Viele Vorschläge. Auch die Industriellenvereinigung bastelt derzeit an einem Bildungsprogramm, das laut Gerhard Riemer, Bereichsleiter Bildung, zur Regierungsbildung fertig sein soll. Riemer will belastete Begriffe wie Gesamtschule und Ganztagsschulen nicht mehr verwendet wissen. Ein " breites Angebot an ganztägiger Betreuung" müsste Bestandteil einer modernen Berufswelt sein, heißt es stattdessen. Die Bildungspolitik dürfe nicht allein den Pädagogen überlassen werden, die Wirtschaft soll eingebunden werden.

Im Konsens. Schulstrukturelle Veränderungen sollten im Konsens erfolgen, hofft Werner Specht, Leiter des Zentrums für Schulentwicklung in Graz. " Ich würde die Ära Gehrer nicht in Bausch und Bogen verdammen, es gab eine Menge guter Konzepte." Gerade diese Fülle an Konzepten müsste nun zusammengeführt werden.

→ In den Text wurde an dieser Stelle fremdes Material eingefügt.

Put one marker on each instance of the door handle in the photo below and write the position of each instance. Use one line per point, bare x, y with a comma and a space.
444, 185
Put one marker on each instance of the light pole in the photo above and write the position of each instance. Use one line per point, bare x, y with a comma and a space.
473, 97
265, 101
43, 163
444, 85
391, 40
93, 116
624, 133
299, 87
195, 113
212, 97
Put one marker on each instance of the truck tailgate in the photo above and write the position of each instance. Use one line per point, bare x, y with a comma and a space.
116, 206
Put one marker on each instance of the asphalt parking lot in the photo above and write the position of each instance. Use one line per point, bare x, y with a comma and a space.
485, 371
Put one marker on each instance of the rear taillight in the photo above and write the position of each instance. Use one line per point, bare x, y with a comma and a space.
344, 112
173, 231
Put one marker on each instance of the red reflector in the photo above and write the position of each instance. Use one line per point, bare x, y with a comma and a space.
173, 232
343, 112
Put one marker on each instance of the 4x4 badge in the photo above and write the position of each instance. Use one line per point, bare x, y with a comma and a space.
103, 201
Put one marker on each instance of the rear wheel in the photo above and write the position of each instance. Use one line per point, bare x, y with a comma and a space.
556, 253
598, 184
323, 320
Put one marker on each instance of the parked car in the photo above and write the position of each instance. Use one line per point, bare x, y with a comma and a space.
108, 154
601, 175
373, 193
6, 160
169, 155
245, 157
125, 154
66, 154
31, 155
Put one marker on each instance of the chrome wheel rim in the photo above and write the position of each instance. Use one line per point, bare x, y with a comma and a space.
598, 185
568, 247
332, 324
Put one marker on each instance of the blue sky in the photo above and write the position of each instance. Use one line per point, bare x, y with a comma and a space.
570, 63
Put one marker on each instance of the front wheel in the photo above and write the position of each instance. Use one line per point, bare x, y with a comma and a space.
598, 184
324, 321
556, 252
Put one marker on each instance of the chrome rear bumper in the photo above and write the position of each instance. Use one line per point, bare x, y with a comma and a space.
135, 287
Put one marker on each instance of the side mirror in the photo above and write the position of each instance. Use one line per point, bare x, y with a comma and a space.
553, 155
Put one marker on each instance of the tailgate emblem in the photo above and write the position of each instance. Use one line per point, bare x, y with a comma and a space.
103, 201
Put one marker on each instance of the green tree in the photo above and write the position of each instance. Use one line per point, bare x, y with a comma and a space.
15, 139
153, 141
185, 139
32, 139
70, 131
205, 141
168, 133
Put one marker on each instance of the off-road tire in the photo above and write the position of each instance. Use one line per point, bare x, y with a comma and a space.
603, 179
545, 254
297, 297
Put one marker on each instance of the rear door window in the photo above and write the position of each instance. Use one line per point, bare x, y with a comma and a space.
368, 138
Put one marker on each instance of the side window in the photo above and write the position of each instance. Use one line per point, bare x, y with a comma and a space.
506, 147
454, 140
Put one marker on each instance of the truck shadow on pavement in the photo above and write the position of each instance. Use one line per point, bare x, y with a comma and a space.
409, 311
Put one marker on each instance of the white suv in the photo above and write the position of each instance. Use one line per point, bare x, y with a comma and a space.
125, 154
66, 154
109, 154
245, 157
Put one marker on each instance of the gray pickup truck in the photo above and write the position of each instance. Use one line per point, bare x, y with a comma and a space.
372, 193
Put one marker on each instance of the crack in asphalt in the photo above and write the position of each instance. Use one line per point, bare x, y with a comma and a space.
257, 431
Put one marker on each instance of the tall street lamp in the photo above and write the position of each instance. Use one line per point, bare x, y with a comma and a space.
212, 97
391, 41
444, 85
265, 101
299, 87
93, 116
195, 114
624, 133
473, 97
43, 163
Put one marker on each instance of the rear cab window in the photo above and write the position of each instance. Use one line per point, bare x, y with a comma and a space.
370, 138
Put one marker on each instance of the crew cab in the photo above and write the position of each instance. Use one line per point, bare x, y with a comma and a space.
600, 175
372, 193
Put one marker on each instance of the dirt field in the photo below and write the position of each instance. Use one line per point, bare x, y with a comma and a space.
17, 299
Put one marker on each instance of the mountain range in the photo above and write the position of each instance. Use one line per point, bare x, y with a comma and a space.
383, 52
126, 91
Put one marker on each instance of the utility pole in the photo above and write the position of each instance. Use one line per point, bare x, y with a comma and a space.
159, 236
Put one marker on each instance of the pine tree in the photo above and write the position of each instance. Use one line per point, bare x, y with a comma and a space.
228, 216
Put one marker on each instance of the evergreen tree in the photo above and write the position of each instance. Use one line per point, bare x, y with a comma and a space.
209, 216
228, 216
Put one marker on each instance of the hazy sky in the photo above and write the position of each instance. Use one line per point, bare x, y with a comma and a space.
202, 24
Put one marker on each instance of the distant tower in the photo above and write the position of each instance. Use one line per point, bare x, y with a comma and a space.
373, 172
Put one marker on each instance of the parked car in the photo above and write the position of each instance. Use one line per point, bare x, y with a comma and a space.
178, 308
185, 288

"Ich habe bisher kein Land kennengelernt, wo die bildungspolitische Debatte dermassen parteipolitisch geführt wird", bedauert auch der Salzburger Universitätsprofessor Anton Bucher. Die Gesamtschule wäre ein vernünftige Maßnahme, dringend wäre aber auch für ihn ein flächendeckendes Angebot an Ganztagsschulen.